Although the original research was principally an in vitro technique, it was also apparent that monoclonal antibodies could be produced by injecting the hybridoma cells into the abdominal cavities of different species of rodents. This was the initial use of the ascites method. Since these MAbs were easily made in any laboratory and the ascites process, widely viewed as both simple and inexpensive, was introduced early, its use rapidly expanded. Unfortunately, the original possibility of MAb production replacing uses of laboratory animals was and often continues to be overlooked or ignored. In the decades that followed the original discovery, tens of millions of animals suffered and died despite the availability of more humane alternatives.
During this same period of time the appropriateness of using the ascites method was increasingly being questioned in Europe. Milstein noted that "in later years, both on practical and humane grounds, I became concerned with the use of ascitic fluids" (personal communication, 1997). As new in vitro alternative techniques were developed and validated, it became more difficult to justify the suffering associated with the use of ascites. It simply was not possible to humanely produce MAbs using animal-based procedures.
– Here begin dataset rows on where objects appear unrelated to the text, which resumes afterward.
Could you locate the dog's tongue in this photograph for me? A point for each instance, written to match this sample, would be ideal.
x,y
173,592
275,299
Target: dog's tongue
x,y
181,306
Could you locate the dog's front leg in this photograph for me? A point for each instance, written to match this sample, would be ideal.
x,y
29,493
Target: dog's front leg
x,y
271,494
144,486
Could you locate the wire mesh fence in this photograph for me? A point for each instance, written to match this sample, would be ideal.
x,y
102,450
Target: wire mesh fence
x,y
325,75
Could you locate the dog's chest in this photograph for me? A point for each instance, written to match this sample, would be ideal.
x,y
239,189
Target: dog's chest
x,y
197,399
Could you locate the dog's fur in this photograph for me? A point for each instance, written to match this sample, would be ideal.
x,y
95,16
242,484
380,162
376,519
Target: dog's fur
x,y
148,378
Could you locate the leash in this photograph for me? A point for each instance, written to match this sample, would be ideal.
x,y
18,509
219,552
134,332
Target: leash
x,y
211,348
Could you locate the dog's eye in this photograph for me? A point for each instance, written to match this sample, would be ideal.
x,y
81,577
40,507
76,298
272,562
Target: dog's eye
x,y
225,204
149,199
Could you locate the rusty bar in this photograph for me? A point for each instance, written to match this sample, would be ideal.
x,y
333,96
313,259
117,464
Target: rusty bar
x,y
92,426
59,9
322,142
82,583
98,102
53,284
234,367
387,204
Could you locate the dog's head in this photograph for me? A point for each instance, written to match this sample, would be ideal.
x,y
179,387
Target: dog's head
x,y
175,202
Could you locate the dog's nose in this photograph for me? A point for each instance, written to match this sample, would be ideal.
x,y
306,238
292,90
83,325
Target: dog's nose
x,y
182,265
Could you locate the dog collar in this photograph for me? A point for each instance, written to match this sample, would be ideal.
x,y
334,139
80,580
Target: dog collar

In 1989, The Netherlands government introduced a Code of Practice for the Production of Monoclonal Antibodies (1), which provided detailed descriptions of the veterinary problems and pathophysiology associated with the ascites process and placed restrictions on its use. The resulting increased humane awareness among Dutch researchers provided further encouragement for adoption of in vitro approaches to MAb production. In 1995, a symposium held in Bilthoven, The Netherlands, concluded that progress in development of such alternatives (both in efficacy and cost) was sufficient that the use of ascites could no longer be justified. The resulting prohibition of animal-based MAb production caused no serious difficulties within the Dutch biomedical research community. Despite initial academic resistance, bans on ascites in Germany and Switzerland experienced similar results, as did the restrictions placed on ascites use in Sweden and the United Kingdom.
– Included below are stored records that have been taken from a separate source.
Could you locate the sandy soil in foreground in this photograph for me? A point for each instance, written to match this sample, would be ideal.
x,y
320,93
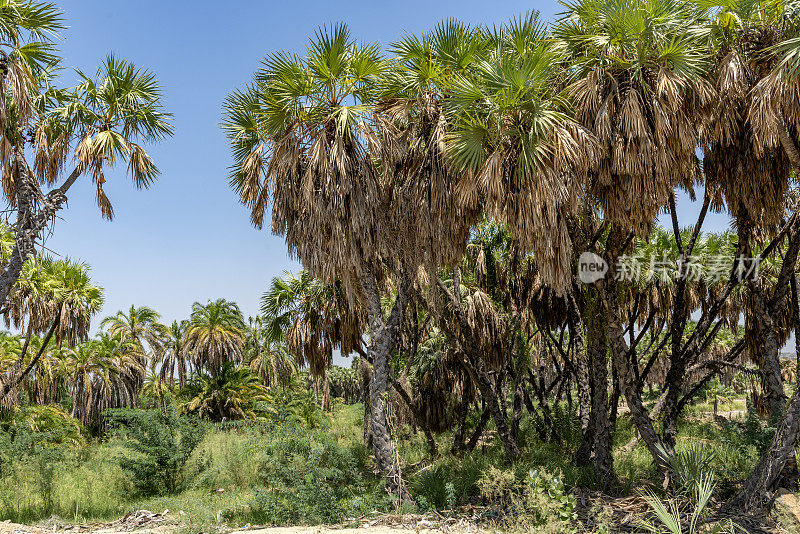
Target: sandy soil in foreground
x,y
145,522
13,528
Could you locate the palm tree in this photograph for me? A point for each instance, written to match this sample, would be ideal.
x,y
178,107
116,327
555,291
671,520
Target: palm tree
x,y
215,335
173,355
139,326
267,357
56,297
311,318
104,118
635,68
752,133
105,373
233,393
302,133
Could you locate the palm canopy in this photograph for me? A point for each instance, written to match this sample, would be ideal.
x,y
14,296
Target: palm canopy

By 1996 in vitro production of MAbs was the method of choice in Europe for commercial concerns and others needing large quantities and on the increase for the smaller-scale needs of individual researchers. This latter group made up about 60 percent of European MAb users, primarily for basic research and some diagnostic procedures. Their MAb needs were often met using the ascites technique. A similar situation exists in the United States.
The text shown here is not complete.